Profit Over Principles Link to heading
In summary, Bambu made a bunch of changes that have every appearance of being intentionally designed to do nothing more than lock out 3rd-party access, while throwing around flimsy security arguments to justify them. Their own whitepaper boasts about the security-through-obscurity mechanisms they built to reduce the risk of a vague “compromise.” They even had the audacity to include a line encouraging 3rd-party developers who are interested in a partnership with this new scheme to contact them (end of section 2.3.4), apparently with no real intention of actually partnering; OrcaSlicer tried and got told to use Bambu Connect like everyone else. Have you tried using Bambu Connect? I did once, just to see. It sucks.
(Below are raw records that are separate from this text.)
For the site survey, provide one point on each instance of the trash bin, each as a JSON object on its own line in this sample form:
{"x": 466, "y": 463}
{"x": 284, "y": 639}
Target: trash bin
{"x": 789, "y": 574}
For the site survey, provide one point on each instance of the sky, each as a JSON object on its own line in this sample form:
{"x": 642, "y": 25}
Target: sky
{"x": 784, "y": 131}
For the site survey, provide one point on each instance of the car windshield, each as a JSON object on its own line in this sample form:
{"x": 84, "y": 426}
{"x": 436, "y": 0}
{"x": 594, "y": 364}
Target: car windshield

But hey, at least Bambu’s cloud servers, already sitting safely behind Cloudflare, maybe aren’t getting getting hit with DDoS attempts anymore.
Solutions Link to heading
So what could Bambu do to fix all this nonsense, properly enhance security, and make all their users happy at the same time? Here are a few of my ideas:
Restore Local Control Link to heading
Bambu doesn’t want to pay to service 3rd-party requests through their cloud? Fine. Keep all the signing requirements in place for the cloud MQTT broker, but drop it for the local MQTT server hosted by the printer. Or at least make it a toggle button option, similar to Dev Mode. Then everyone can go back to using OrcaSlicer locally while still having the option to use Bambu Handy when needed.
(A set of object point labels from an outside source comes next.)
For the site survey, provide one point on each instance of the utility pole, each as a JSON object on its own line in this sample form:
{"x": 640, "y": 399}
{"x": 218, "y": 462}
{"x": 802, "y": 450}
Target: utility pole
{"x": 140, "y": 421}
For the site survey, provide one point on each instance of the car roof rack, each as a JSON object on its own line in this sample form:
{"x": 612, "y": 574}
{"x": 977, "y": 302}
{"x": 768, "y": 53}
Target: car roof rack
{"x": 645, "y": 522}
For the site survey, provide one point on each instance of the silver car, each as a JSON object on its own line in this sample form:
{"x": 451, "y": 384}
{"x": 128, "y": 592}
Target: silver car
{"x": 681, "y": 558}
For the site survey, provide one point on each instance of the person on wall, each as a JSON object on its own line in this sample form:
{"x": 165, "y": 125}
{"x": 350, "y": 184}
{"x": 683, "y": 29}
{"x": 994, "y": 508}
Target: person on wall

That makes 99% of power users happy, and the remaining 1% might be satisfied enough with using TailScale to send remote print jobs via OrcaSlicer that they will no longer feel motivated to rip that private key out of the network plugin.
User-Managed Certs Link to heading
Add an option in the printer screen to enable user-controlled certs. Include whatever security warning Bambu wants, just like Dev Mode. Users add/change the cert from the USB or SD card, just like offline firmware updates. The printer then trusts messages signed with either this cert or the official ones pushed via the bootstrap process. Turn the toggle off and the cert gets wiped.
If Bambu insists on pretending like the signing requirement adds meaningful security, then this is the obvious way to merge that security with secure local 3rd-party software control.
If Bambu wanted to make this really secure (insofar as they claim their new model adds security), they could let users push a custom CA to the printer, which would work just like the BBL CA one that is presumably embedded in firmware. Then users could give each 3rd-party app its own cert+key signed under that CA, and use the exact same bootstrap process to register it with the printer.